Who you going to turn to when Centerville desperately needs a game-winning bucket? Easy, Clayton Schmerber.
“He can jump the highest,” Elks boys basketball coach Brook Cupps admitted. “That’s what we were going for there.”
Schmerber, a 6-foot-6 junior, delivered when needed most. The designated jumping-jack knocked down a buzzer-beating layup that stunned host Beavercreek and a packed field house on Friday night, providing the difference in a 44-43 Centerville victory.
Basketball should always be so simple. And sometimes it is, with the right stuff.
Still giddy after being back-slapped by teammates and Elks fans, Schmerber put the win in Elks’ perspective.
“We can accomplish something this year that Centerville has never accomplished,” he said. “We’ve got all the ingredients to get there. It’s so much fun. It’s a crazy life experience that I’ll never get back.”
It’s official: Game-winning shots can turn the launcher into a deep thinker. And why not?
The Beavers (10-2) appeared capable of running away with a Greater Western Ohio Conference Central Division title. The Elks (9-3) would make certain they were no easy out.
Beavercreek, once flexing a 9-0 start to the season, has lost two of three. There is no immediate relief.
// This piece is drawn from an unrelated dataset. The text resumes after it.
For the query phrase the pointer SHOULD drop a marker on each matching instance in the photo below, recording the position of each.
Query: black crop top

Beavercreek hosts Wayne on Tuesday and is at Northmont next Friday.
Still, a senior-laden, healthy and deeply experienced lineup should serve the Beavers well over the second half of the season and into the postseason.
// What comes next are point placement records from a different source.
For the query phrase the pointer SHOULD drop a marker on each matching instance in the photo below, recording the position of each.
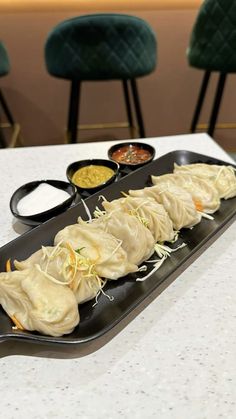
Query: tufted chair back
(97, 47)
(212, 48)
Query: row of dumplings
(44, 291)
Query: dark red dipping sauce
(131, 154)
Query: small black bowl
(36, 219)
(142, 146)
(73, 167)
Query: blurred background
(39, 102)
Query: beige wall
(168, 96)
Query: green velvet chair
(213, 49)
(100, 47)
(4, 108)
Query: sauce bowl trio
(87, 176)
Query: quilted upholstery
(213, 41)
(4, 61)
(101, 47)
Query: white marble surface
(174, 360)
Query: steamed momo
(177, 202)
(67, 267)
(136, 239)
(221, 177)
(148, 211)
(101, 249)
(37, 303)
(204, 195)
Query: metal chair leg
(216, 104)
(73, 115)
(128, 108)
(137, 106)
(200, 101)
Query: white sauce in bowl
(42, 198)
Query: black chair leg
(2, 139)
(200, 101)
(73, 116)
(128, 107)
(216, 104)
(137, 107)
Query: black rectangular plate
(128, 294)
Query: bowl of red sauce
(132, 154)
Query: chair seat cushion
(213, 41)
(101, 47)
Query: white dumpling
(204, 194)
(152, 214)
(102, 250)
(36, 303)
(68, 267)
(222, 177)
(177, 202)
(136, 239)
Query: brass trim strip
(223, 125)
(14, 6)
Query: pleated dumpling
(221, 177)
(177, 202)
(148, 211)
(67, 267)
(102, 250)
(36, 303)
(136, 239)
(204, 194)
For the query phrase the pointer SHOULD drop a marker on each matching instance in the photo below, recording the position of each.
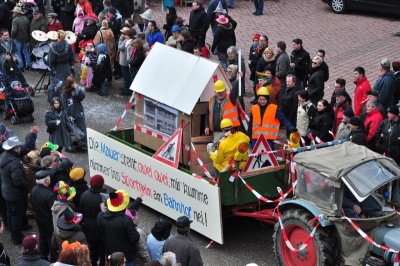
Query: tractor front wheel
(321, 249)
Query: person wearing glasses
(299, 61)
(316, 83)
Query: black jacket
(224, 38)
(42, 201)
(316, 86)
(358, 136)
(90, 207)
(119, 234)
(289, 104)
(14, 180)
(198, 22)
(321, 124)
(387, 139)
(301, 59)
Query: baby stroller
(18, 104)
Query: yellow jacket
(227, 149)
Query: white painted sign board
(168, 190)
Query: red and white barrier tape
(127, 106)
(156, 135)
(203, 167)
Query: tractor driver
(221, 105)
(232, 145)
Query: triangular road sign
(170, 151)
(259, 161)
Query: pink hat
(222, 20)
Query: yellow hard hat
(263, 91)
(219, 86)
(226, 123)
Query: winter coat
(397, 87)
(385, 87)
(74, 108)
(89, 32)
(360, 95)
(301, 59)
(282, 66)
(387, 139)
(67, 15)
(339, 110)
(343, 131)
(224, 38)
(155, 36)
(119, 234)
(37, 24)
(321, 124)
(142, 255)
(5, 22)
(72, 235)
(57, 210)
(227, 149)
(60, 134)
(123, 46)
(188, 45)
(358, 136)
(14, 180)
(42, 200)
(80, 186)
(185, 250)
(136, 62)
(106, 36)
(20, 29)
(90, 207)
(198, 23)
(61, 58)
(371, 124)
(305, 113)
(103, 69)
(289, 104)
(32, 260)
(316, 86)
(55, 26)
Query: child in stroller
(17, 103)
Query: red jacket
(360, 95)
(371, 123)
(56, 26)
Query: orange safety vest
(269, 126)
(229, 110)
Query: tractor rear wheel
(321, 249)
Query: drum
(38, 52)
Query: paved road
(350, 40)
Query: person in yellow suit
(228, 146)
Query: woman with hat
(224, 38)
(316, 82)
(119, 231)
(67, 229)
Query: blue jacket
(155, 36)
(385, 87)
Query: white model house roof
(177, 79)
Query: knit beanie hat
(64, 191)
(97, 181)
(77, 174)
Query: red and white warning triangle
(261, 158)
(169, 152)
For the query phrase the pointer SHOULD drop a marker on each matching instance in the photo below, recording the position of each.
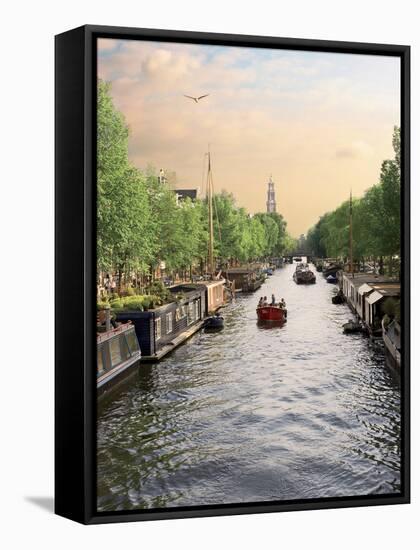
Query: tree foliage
(375, 219)
(140, 222)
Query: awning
(364, 289)
(374, 297)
Centerville will find out if it’s fully recovered from a 1-3 midseason slide by hosting Moeller on Tuesday.
The Elks finished the first half with four starters sitting because of foul trouble. Halftime seemed to save Centerville from an early knockout.
But the Elks stayed in contention with clutch bench play. Mitch Balser’s trey put Centerville up 42-41 with 12.7 seconds left.
Center Zach Rower answered for Creek with a rim rattler, but leaving 5.2 ticks.
That was enough time for Schmerber to slip behind the Beavers’ defense off a well-defensed inbounds play. Ballgame.
“If you believe in the universe evening out, we stole one at Fairborn and (Centerville) took one,” Beavercreek coach John Ahrns conceded.
“The last play was a microcosm of the whole game. They won the big possessions and we didn’t … and it showed up on that last play.”
Austin Recker led the Elks with 11 points and Joey Weingartner added 10. Schmerber had just four points, including the one that counted most.
Jarred Waters led the Beavers with 13 points.
Schmerber’s vision quest is a good goal for any good team. As of midseason, the GWOC Central doesn’t have anything but.
“We (didn’t) play the way that we exactly wanted to,” Schmerber said, “but we got it off and that’s all that matters.”